Monday, September 01, 2008

Over Already?

I can't believe that the first week of school is over already. I can't believe that my little holiday weekend is over already! Things have been really busy and fast paced and I've been worn out so I haven't made time to update about my first week of school. So let me do that now...

I love my new school! I can't tell you all the differences between where I am now and where I came from. It really is night and day...or more accurately Heaven and Hell. Everyone gets along on my team and we're working really well together. We have this "Maxine" of the group that keeps me in stitches all day long. It is so nice to work in a relaxed atmosphere rather than a negative one.
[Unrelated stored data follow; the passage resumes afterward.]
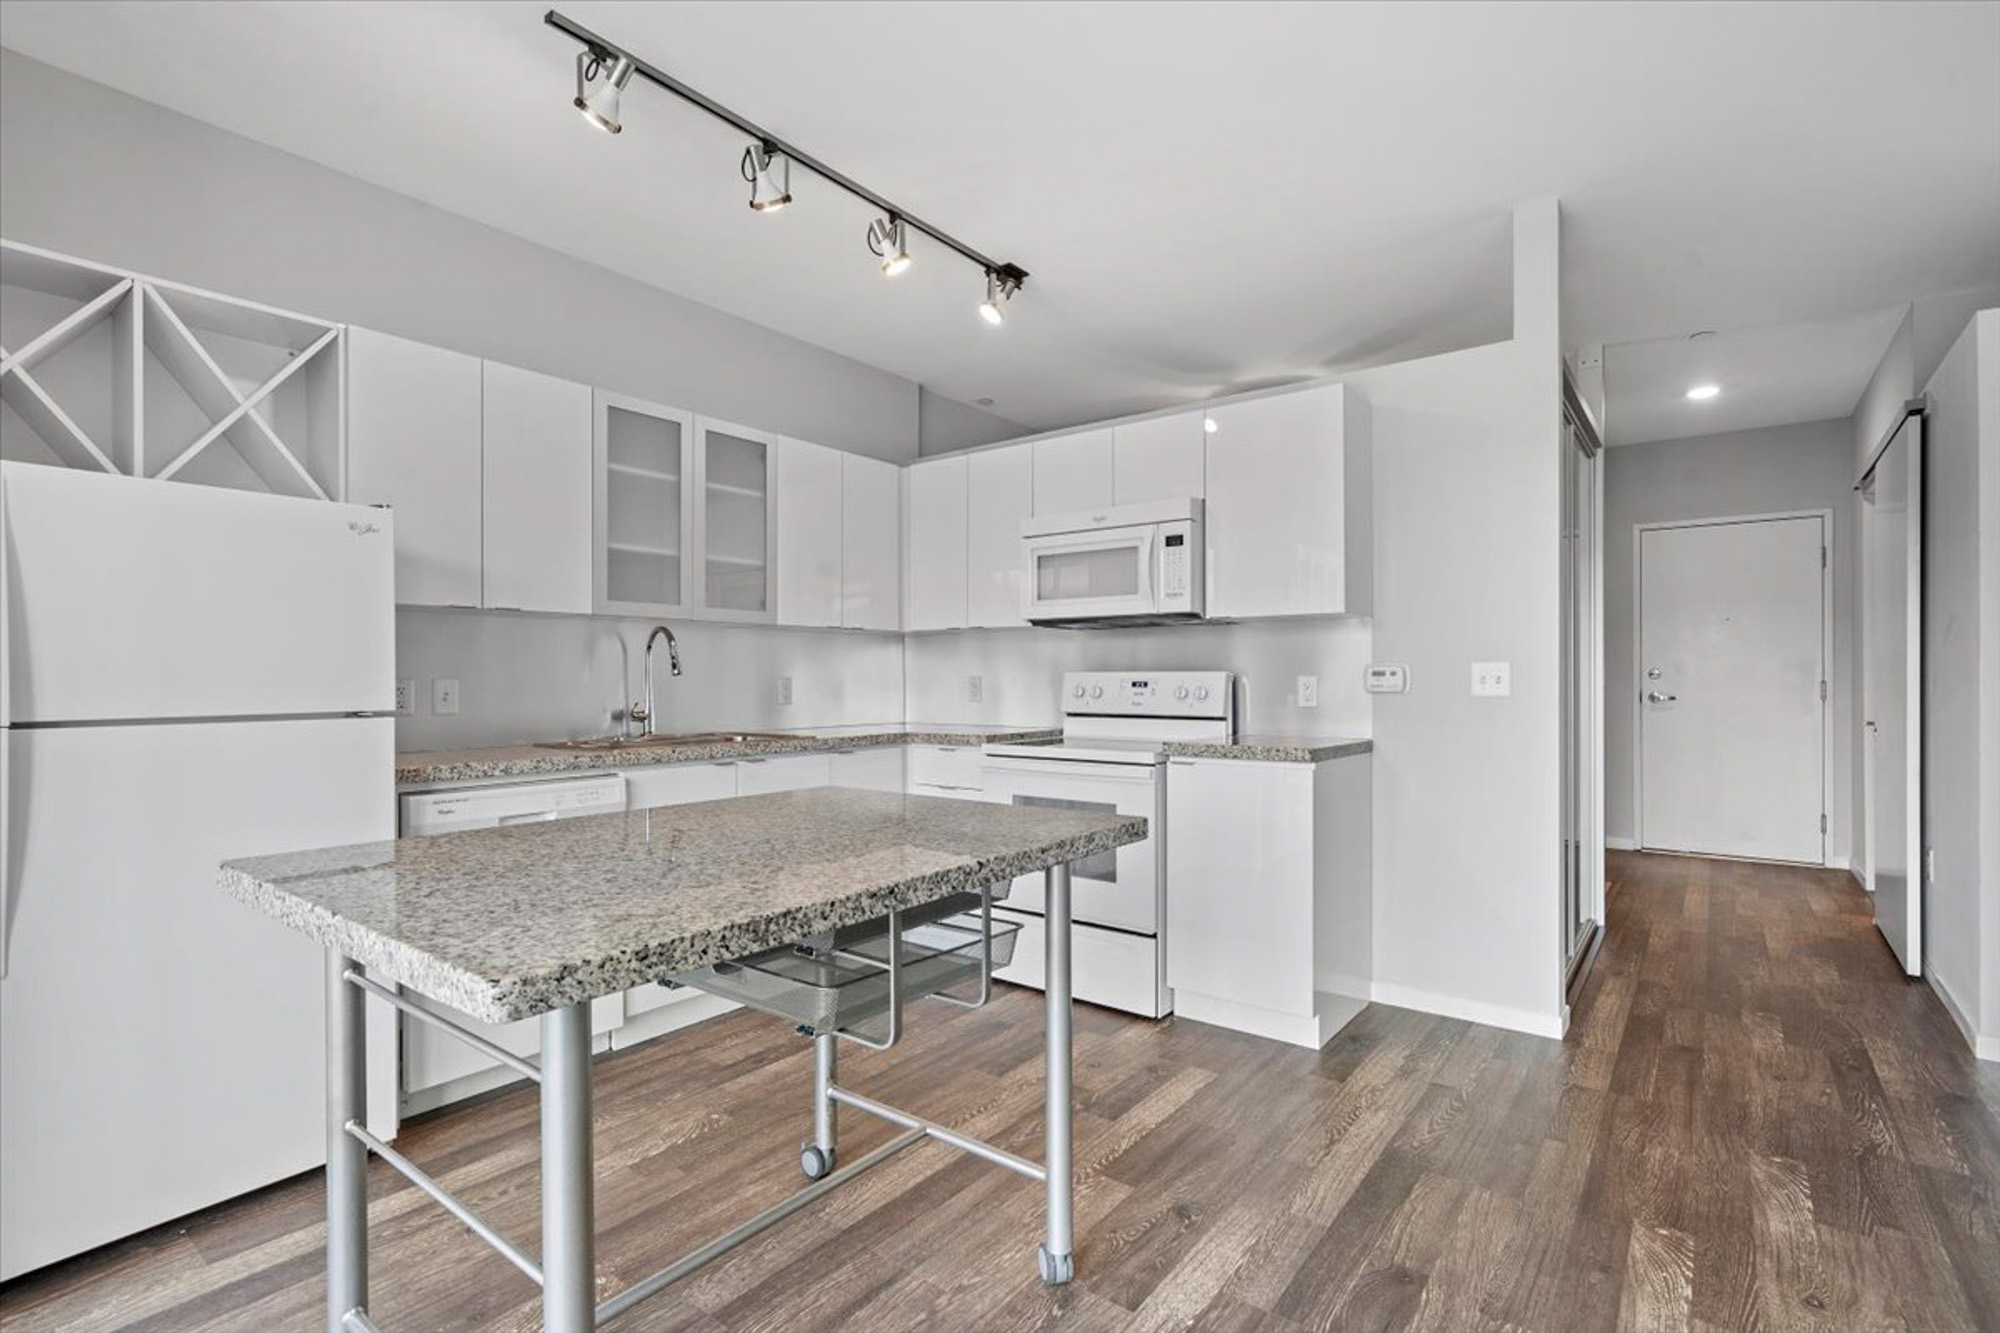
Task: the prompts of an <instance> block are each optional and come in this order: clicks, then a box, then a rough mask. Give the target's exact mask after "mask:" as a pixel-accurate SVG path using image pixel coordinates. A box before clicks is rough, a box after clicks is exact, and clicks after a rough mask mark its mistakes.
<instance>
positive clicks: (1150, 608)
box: [1022, 524, 1160, 620]
mask: <svg viewBox="0 0 2000 1333" xmlns="http://www.w3.org/2000/svg"><path fill="white" fill-rule="evenodd" d="M1158 536H1160V532H1158V526H1156V524H1146V526H1136V528H1104V530H1096V532H1054V534H1050V536H1030V538H1024V542H1022V546H1024V548H1026V552H1028V570H1026V578H1024V590H1022V618H1026V620H1084V618H1098V616H1144V614H1154V612H1156V610H1158V602H1156V596H1154V580H1152V570H1154V542H1156V540H1158Z"/></svg>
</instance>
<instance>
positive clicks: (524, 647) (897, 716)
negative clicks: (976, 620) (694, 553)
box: [396, 606, 902, 751]
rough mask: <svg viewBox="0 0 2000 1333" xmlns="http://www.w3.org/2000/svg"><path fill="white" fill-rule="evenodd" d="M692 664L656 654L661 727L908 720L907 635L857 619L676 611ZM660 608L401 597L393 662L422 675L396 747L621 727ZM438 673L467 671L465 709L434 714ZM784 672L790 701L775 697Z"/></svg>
mask: <svg viewBox="0 0 2000 1333" xmlns="http://www.w3.org/2000/svg"><path fill="white" fill-rule="evenodd" d="M672 628H674V634H676V636H678V640H680V662H682V671H684V675H682V677H680V679H674V677H670V675H668V671H666V644H660V648H658V652H656V654H654V699H656V705H658V709H660V723H658V729H660V731H702V729H712V727H742V729H778V727H832V725H846V723H898V721H902V638H900V636H896V634H864V632H856V630H810V628H776V626H768V624H714V622H688V620H674V622H672ZM650 630H652V620H618V618H608V616H542V614H522V612H506V614H500V612H480V610H432V608H418V606H404V608H400V610H396V675H398V677H414V679H416V717H406V719H398V723H396V749H398V751H438V749H460V747H476V745H518V743H522V741H526V739H536V741H544V739H546V741H554V739H562V737H592V735H606V733H612V731H618V723H616V721H612V713H614V711H616V709H622V707H626V705H628V703H630V701H634V699H638V697H640V683H642V679H644V677H642V667H644V644H646V634H648V632H650ZM434 677H452V679H456V681H458V695H460V699H458V717H434V715H432V713H430V683H432V679H434ZM778 677H792V703H790V705H788V707H780V705H778Z"/></svg>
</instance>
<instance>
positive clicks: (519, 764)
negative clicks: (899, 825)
mask: <svg viewBox="0 0 2000 1333" xmlns="http://www.w3.org/2000/svg"><path fill="white" fill-rule="evenodd" d="M716 731H720V729H716ZM1058 735H1062V733H1060V731H1058V729H1054V727H998V725H992V727H988V725H966V723H866V725H860V727H806V729H800V731H784V733H768V735H760V737H754V739H750V741H718V743H714V745H672V747H636V749H626V751H558V749H548V747H542V745H496V747H486V749H476V751H420V753H414V755H398V757H396V787H448V785H452V783H484V781H492V779H510V777H558V775H564V773H610V771H616V769H646V767H652V765H696V763H708V765H712V763H722V761H730V759H760V757H770V755H810V753H814V751H848V749H858V747H868V745H986V743H988V741H1040V739H1052V737H1058Z"/></svg>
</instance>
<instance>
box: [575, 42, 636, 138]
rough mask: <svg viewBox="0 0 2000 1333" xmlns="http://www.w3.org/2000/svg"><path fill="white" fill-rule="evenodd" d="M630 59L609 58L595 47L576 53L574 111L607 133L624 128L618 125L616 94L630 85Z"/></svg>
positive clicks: (617, 110)
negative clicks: (595, 47) (577, 112)
mask: <svg viewBox="0 0 2000 1333" xmlns="http://www.w3.org/2000/svg"><path fill="white" fill-rule="evenodd" d="M634 68H636V66H634V64H632V56H612V54H610V52H604V50H598V48H594V46H592V48H584V50H580V52H576V110H580V112H584V120H588V122H590V124H594V126H598V128H600V130H604V132H608V134H616V132H618V130H622V128H624V126H622V124H618V94H620V92H624V86H626V84H630V82H632V70H634Z"/></svg>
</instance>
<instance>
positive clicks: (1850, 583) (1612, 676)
mask: <svg viewBox="0 0 2000 1333" xmlns="http://www.w3.org/2000/svg"><path fill="white" fill-rule="evenodd" d="M1604 460H1606V466H1604V695H1606V717H1604V773H1606V793H1604V795H1606V801H1604V813H1606V823H1604V831H1606V835H1608V837H1612V839H1626V841H1630V839H1632V837H1634V833H1636V829H1638V819H1636V809H1634V799H1636V797H1634V783H1636V779H1634V765H1636V759H1638V741H1636V737H1634V719H1632V701H1634V699H1636V697H1638V689H1640V679H1638V673H1640V664H1638V662H1636V660H1634V652H1636V642H1634V620H1636V608H1638V586H1636V570H1634V564H1632V534H1634V528H1636V526H1638V524H1642V522H1670V520H1682V518H1730V516H1740V514H1772V512H1786V510H1812V508H1830V510H1834V530H1832V578H1834V588H1832V592H1834V598H1832V600H1834V624H1832V638H1834V642H1832V656H1830V660H1828V695H1830V699H1828V703H1830V705H1832V707H1830V727H1828V737H1826V801H1828V805H1826V857H1828V863H1830V865H1848V857H1850V849H1852V843H1850V833H1852V821H1854V799H1852V793H1854V761H1852V745H1854V697H1856V689H1858V677H1856V675H1854V671H1852V662H1854V596H1856V594H1854V570H1856V552H1858V546H1860V542H1858V538H1856V530H1854V494H1852V488H1854V448H1852V426H1850V422H1848V418H1838V420H1820V422H1804V424H1794V426H1766V428H1762V430H1736V432H1728V434H1708V436H1696V438H1688V440H1660V442H1654V444H1622V446H1618V448H1608V450H1604Z"/></svg>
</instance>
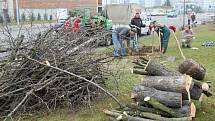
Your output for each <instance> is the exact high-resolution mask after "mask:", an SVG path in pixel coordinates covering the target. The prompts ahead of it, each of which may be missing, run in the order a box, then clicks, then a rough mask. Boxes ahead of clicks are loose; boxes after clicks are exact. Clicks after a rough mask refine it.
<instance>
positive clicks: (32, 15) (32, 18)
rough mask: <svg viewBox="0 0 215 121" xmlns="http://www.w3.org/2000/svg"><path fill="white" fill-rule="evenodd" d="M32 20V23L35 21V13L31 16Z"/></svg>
mask: <svg viewBox="0 0 215 121" xmlns="http://www.w3.org/2000/svg"><path fill="white" fill-rule="evenodd" d="M30 20H31V21H35V16H34V13H32V14H31V16H30Z"/></svg>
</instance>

My kids are really good too. This week we kept our homerooms all day long and tomorrow will begin the switch process. I'm sort of nervous about that because it is new to me, but I think I'll love just teaching Language Arts and Social Studies.

Getting up at 5am has taken some getting used to, but I'm getting used to it. Case in point...this morning my eyes popped open at 5:17am. Thankfully, I was able to shut them and go right back to sleep. That probably won't work tomorrow morning though!

I hope that everyone had a great holiday weekend!